Singapore convict escapes caning after sex change

A Singaporean man who underwent sex-change surgery before being convicted on drugs charges escaped caning after a court recognised the change in gender, local media reported Tuesday.

Preeta Nivashani M Rechnam, 40, was jailed on Monday for seven years and three months for a second drugs offence but she escaped caning as Singapore law dictates that women, and men over the age of 50, cannot undergo the punishment.

Applied with a rattan cane and dating back to British colonial rule, the punishment is typically imposed in robbery, drugs and some sex cases and is denounced as inhumane by rights groups.

The Straits Times newspaper said Rechnam had first been sentenced in 1998 to three strokes of the cane in addition to a jail sentence of five years after being caught using morphine.

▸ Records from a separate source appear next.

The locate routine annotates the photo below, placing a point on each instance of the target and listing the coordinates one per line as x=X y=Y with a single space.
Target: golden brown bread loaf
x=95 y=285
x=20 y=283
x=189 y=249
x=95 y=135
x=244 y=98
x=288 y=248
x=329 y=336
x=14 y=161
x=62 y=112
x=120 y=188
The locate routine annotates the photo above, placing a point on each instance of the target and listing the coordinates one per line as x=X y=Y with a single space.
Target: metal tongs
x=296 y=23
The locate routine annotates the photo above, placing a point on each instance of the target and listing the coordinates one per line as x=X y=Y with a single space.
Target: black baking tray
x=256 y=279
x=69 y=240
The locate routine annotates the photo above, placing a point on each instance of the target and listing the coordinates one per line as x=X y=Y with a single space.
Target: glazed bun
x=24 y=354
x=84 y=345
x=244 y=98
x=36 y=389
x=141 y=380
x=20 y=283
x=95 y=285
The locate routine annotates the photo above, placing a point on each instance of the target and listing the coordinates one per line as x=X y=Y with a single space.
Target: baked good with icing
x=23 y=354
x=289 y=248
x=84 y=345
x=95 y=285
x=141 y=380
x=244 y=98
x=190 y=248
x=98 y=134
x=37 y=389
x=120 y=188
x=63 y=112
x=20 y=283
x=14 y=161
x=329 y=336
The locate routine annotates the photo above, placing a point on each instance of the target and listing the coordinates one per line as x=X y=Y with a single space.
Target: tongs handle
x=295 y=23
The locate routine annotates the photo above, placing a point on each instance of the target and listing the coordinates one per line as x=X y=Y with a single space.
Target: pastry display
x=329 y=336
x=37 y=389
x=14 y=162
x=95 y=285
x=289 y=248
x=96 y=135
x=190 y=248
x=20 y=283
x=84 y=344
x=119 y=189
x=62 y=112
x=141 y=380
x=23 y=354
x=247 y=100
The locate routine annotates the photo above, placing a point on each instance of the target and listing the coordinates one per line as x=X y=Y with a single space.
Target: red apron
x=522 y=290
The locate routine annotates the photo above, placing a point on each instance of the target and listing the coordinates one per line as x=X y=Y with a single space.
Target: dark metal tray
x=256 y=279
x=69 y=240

Following release, Rechnam went to Thailand in 2006 for sex-change surgery but was rearrested last December for consuming metamphetamines and heroin in Singapore's red-light district in the company of two men.

If Rechnam had not undergone sex-change surgery, she could have been sentenced to six to 12 strokes of the cane in addition to the jail term for being a repeat offender.

A mug shot published in the Straits Times Tuesday showed Rechnam sporting a thick mop of hair that fell over her shoulders -- and what appeared to be a stubble on the chin.

Lawyers interviewed by the daily said the judge's ruling was likely to have been influenced by a medical report on Rechnam's emotional and physical state.

Singapore law allows men who have undergone sex-reassignment surgery to be recognised as women and marry men.